3,8 Millionen Pfund sind nicht genug
Die Briefmarke „Penny Black“wurde 1840 auf ein Schreiben geklebt. Mit ihr begann die Ära der Massenkommunikation. In London sollte sie jetzt für einen Rekordbetrag versteigert werden – aber das Interesse war überraschend gering.
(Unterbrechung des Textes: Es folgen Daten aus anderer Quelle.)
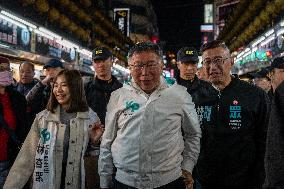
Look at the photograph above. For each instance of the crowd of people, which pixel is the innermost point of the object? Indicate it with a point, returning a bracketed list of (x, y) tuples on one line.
[(209, 129)]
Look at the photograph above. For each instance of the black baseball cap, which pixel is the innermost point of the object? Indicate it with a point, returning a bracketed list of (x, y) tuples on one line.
[(187, 54), (101, 53), (261, 73), (53, 63), (277, 63)]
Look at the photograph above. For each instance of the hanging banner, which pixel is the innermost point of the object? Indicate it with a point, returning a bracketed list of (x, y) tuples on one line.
[(121, 19)]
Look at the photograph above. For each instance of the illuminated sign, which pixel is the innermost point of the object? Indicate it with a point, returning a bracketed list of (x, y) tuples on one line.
[(121, 19)]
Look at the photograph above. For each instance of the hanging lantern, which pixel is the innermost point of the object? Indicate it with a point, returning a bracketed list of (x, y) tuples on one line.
[(72, 26), (79, 32), (86, 3), (42, 6), (53, 14), (80, 15)]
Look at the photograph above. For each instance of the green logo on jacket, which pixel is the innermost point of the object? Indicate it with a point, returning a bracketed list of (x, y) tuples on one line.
[(132, 105)]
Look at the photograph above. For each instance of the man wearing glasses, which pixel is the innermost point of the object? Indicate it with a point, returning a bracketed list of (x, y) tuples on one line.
[(143, 138), (234, 126), (187, 60), (13, 127)]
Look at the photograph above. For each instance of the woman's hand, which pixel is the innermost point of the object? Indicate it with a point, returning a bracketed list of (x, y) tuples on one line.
[(96, 132)]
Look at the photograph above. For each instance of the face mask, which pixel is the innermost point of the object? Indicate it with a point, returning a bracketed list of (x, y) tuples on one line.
[(6, 78)]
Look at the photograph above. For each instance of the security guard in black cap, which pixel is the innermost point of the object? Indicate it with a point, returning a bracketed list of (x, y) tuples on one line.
[(187, 60), (98, 92)]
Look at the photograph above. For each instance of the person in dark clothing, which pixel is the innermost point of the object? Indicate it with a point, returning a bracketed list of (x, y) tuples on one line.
[(187, 60), (98, 93), (274, 156), (27, 81), (13, 115), (262, 80), (99, 89), (38, 96), (234, 124)]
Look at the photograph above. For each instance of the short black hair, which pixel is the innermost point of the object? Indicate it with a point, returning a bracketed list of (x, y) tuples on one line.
[(145, 46), (213, 44), (28, 63)]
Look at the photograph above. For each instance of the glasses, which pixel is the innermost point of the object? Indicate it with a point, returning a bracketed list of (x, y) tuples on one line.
[(141, 65), (217, 61)]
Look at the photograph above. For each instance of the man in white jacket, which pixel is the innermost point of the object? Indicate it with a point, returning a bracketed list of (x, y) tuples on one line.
[(152, 134)]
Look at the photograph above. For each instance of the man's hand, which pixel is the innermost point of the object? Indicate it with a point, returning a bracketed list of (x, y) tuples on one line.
[(188, 179), (96, 132)]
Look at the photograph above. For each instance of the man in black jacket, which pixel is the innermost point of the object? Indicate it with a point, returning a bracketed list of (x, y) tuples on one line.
[(13, 115), (234, 124), (27, 80), (200, 90), (98, 92), (274, 156)]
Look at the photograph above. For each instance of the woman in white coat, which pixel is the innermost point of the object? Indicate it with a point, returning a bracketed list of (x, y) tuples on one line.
[(53, 152)]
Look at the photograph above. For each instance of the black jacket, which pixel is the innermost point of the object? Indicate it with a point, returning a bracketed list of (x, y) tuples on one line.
[(98, 93), (234, 124), (198, 89), (274, 156), (38, 97), (19, 106)]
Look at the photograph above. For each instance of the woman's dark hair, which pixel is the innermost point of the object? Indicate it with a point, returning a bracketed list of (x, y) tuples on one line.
[(213, 44), (78, 102)]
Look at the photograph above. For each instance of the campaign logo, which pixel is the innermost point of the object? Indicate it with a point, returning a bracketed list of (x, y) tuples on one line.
[(204, 113), (235, 121)]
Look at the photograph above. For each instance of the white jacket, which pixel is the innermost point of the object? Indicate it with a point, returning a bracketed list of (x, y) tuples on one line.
[(143, 136), (42, 152)]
LONDON (dpa) Das Profil eines gekrönten Frauenhaupts, weiß auf schwarz, dazu die Wörter „Postage“und „One Penny“: Die Briefmarke, die als Wegbereiterin des modernen Postsystems gilt, kommt recht unscheinbar daher. Bei einer Versteigerung in London am Dienstag sollte die 1840 gedruckte „Penny Black“trotzdem Millionen bringen. Doch die Auktion scheiterte: Das höchste Gebot für die „Penny Black“lag „nur“bei 3,8 Millionen britischen Pfund (4,47 Mio Euro). Das Ergebnis rangierte unter dem angepeilten Mindesterlös, den sich das Auktionshaus Sotheby`s gesetzt hatte. Der Wert war zuvor auf vier bis sechs Millionen Pfund geschätzt worden. Daher war ein Rekordpreis nicht ausgeschlossen worden.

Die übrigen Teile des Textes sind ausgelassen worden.